Sunday, September 11, 2016

Mary's Misleading Obituary

Printed and online obituaries can be full of wonderful family information. Unfortunately, they often contain errors, also.

Mary Maddox Neff's 1907 obituary is a good example of the types of mistakes that you might see. Taking the information in the obituary as entirely true could lead to bad assumptions and missed records.

Deconstructing the obituary, there were 19 facts.
  • Two were incorrect. 
  • One was unknown. 
  • Five were unknown, but probably true. 
  • One other key fact was missing. 
The overall analysis is 80 percent true and probably true. That's not too bad -- unless you were depending on the 20 percent of information that isn't true.

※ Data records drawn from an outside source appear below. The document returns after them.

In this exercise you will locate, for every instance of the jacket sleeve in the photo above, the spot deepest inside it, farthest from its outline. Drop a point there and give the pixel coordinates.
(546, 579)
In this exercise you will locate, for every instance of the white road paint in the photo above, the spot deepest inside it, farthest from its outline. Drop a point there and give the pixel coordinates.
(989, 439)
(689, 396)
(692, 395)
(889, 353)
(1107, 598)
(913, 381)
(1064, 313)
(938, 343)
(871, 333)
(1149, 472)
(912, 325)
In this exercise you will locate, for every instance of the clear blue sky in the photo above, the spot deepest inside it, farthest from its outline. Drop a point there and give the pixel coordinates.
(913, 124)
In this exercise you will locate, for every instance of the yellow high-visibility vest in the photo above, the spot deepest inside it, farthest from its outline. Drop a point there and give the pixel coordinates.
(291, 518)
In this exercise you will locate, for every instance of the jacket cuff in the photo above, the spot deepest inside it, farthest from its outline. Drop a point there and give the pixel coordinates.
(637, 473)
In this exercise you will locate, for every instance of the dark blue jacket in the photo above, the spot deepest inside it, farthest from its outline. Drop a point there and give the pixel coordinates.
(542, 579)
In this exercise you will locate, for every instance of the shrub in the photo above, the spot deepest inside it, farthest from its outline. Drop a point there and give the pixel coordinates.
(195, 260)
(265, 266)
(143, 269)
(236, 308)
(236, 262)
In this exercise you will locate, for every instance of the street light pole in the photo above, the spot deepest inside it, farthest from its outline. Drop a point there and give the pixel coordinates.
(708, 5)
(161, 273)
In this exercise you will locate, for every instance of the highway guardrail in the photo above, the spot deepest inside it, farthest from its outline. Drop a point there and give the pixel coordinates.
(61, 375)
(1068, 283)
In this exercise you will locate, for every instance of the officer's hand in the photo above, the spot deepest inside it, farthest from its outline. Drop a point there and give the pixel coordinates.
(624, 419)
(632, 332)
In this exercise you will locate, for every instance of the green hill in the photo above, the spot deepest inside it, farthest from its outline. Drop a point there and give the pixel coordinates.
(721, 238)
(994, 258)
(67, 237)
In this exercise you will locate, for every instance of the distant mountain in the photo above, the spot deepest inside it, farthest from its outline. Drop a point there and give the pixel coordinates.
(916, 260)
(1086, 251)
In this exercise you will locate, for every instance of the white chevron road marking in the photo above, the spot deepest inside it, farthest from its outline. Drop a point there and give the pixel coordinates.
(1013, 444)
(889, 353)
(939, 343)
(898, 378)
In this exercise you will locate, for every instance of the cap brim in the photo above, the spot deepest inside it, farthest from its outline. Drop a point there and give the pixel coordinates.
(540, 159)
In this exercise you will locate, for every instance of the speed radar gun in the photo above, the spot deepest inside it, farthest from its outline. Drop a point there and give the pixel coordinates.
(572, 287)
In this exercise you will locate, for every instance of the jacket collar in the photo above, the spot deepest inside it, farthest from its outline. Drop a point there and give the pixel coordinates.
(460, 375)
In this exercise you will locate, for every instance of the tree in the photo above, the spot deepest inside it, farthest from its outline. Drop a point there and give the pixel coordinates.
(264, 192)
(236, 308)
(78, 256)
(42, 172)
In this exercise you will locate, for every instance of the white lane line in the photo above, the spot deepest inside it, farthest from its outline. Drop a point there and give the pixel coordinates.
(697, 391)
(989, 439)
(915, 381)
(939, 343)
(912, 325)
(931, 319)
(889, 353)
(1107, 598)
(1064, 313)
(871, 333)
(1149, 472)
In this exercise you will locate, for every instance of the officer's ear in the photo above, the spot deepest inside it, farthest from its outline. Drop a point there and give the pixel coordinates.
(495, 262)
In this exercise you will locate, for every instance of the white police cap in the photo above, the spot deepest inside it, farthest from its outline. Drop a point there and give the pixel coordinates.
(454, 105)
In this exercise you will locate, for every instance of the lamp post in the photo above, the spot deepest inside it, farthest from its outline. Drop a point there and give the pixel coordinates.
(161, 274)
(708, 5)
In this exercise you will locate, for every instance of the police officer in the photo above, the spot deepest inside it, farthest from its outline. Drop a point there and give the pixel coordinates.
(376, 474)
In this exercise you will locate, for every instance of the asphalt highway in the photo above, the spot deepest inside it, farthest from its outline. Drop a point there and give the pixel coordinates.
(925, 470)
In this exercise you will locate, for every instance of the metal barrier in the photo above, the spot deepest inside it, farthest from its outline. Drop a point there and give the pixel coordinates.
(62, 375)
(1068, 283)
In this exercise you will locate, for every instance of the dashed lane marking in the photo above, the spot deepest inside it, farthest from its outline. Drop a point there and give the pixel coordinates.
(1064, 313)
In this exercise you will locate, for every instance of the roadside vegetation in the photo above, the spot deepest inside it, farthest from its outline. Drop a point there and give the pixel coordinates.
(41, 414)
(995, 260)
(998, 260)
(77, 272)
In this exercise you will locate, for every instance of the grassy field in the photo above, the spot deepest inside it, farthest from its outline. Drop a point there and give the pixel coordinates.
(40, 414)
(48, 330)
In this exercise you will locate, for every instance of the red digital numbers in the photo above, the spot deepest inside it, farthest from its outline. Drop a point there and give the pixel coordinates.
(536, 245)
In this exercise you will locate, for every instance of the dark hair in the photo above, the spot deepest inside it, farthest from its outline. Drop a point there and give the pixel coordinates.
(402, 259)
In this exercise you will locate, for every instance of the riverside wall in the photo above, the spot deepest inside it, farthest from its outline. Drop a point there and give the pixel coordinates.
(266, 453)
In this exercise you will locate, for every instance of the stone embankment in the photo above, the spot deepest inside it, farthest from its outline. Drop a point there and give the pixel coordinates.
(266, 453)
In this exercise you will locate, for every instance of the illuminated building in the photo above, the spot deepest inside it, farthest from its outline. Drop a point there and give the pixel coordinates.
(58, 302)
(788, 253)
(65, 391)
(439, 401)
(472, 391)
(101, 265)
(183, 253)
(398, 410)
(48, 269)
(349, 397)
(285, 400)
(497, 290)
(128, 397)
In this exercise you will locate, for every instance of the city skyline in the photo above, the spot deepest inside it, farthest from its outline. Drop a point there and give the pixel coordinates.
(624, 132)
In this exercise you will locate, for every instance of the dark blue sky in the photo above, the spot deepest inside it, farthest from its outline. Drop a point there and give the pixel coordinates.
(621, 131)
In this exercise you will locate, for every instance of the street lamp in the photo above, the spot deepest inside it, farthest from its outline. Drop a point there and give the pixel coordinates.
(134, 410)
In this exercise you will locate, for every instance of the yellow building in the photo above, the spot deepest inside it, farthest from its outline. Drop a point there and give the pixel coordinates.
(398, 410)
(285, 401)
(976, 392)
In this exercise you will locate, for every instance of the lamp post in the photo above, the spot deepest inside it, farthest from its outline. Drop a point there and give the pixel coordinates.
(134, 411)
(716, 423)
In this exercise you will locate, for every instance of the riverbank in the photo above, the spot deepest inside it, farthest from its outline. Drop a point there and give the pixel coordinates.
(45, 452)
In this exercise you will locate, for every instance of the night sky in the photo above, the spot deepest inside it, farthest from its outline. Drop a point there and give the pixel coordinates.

Always take obituaries as clues, rather than absolute truth.

For anyone researching this family, the analysis and obituary follow.

Fact Content Truth
Marriage Date 1851 * False
Number Children Four ** False
Child Name James ** Unknown
Child Name Christina ** MISSING
Birth County Pickaway County Probable
Burial Acasto, MO Probable
Church Member of Methodist Church Probable
Funeral M.E. Church in Mt Sterling, IA Probable
Spouse Birth 1831 Probable
Birth State Ohio True
Birth Year 1834 True
Child Location Ft Madison, IA (Cantril) True
Child Location Pueblo, CO (Schafer) True
Child Name Absolom True
Child Name Mrs George Schafer True
Child Name Mrs T N Cantril True
Name Mrs Mary Neff True
Spouse George Neff True
Spouse Death October 6, 1897 True
Survivors 2 children and 2 grandchildren True

*The Neff marriage was celebrated in Pickaway County, Ohio, on February 1, 1852. Reference book 4-255.
**The 1900 census showed that Mary had 5 children, 2 of whom were living. James was never on the census, but most likely would have been born between 1860 and 1863. Child Christina was the eldest in the census and was entirely omitted in the obituary in both child count and list of names.

Fort Madison (Iowa) Weekly Democrat, 11 September 1907, Page 2, Column 3

Friday, September 9, 2016

Filtering Mary, Part 3

(Not) Just the Facts

You've selected a type of record, carefully reviewed the indexed content and then set your filters appropriately. But you just cannot find that elusive person. You begin to think they just aren't in the record set.

Are the facts getting in the way? The facts as we perceive them today may not match the information at the time. Maybe there is missing or incorrect information and your filters are hiding the record. Maybe the indexer made a mistake when transcribing the record. Or maybe that elusive person gave an incorrect answer.

Age and date of birth are "facts" that are often inconsistent across the lifetime of those who were born before the age of birth certificates and drivers licenses. It's useful for filtering, but don't depend on it. If you are using a narrow range for a birth year, try increasing the range. It's easier to control the range on Family Search than on Ancestry.

Looking at Mary Maddox Neff, I found that she was very consistent in stating her own age and birth year. Her age was always within a one-year range which can be explained by the date of the census. However, her husband, George M Neff, seems to have taken an anti-aging tonic. He grew two years younger by the end of his life. Their daughter's age was so inconsistent that I'm still not positive whether Elizabeth Ann Neff Shafer had a sister Ann or just changed her name around.

Take a moment to think about that elusive person. Might they have made themselves older to marry, to join the military, to avoid a head tax or to draw a pension? Might they have shaved off some years to avoid the draft, to be younger than a husband or to participate in a program such as Social Security or Medicare?

One of my female ancestors married a man who was ten years younger. Yes indeed, she tried very hard to hide her age!

Do consider opening up the date of birth filter if you're not finding the record you are seeking.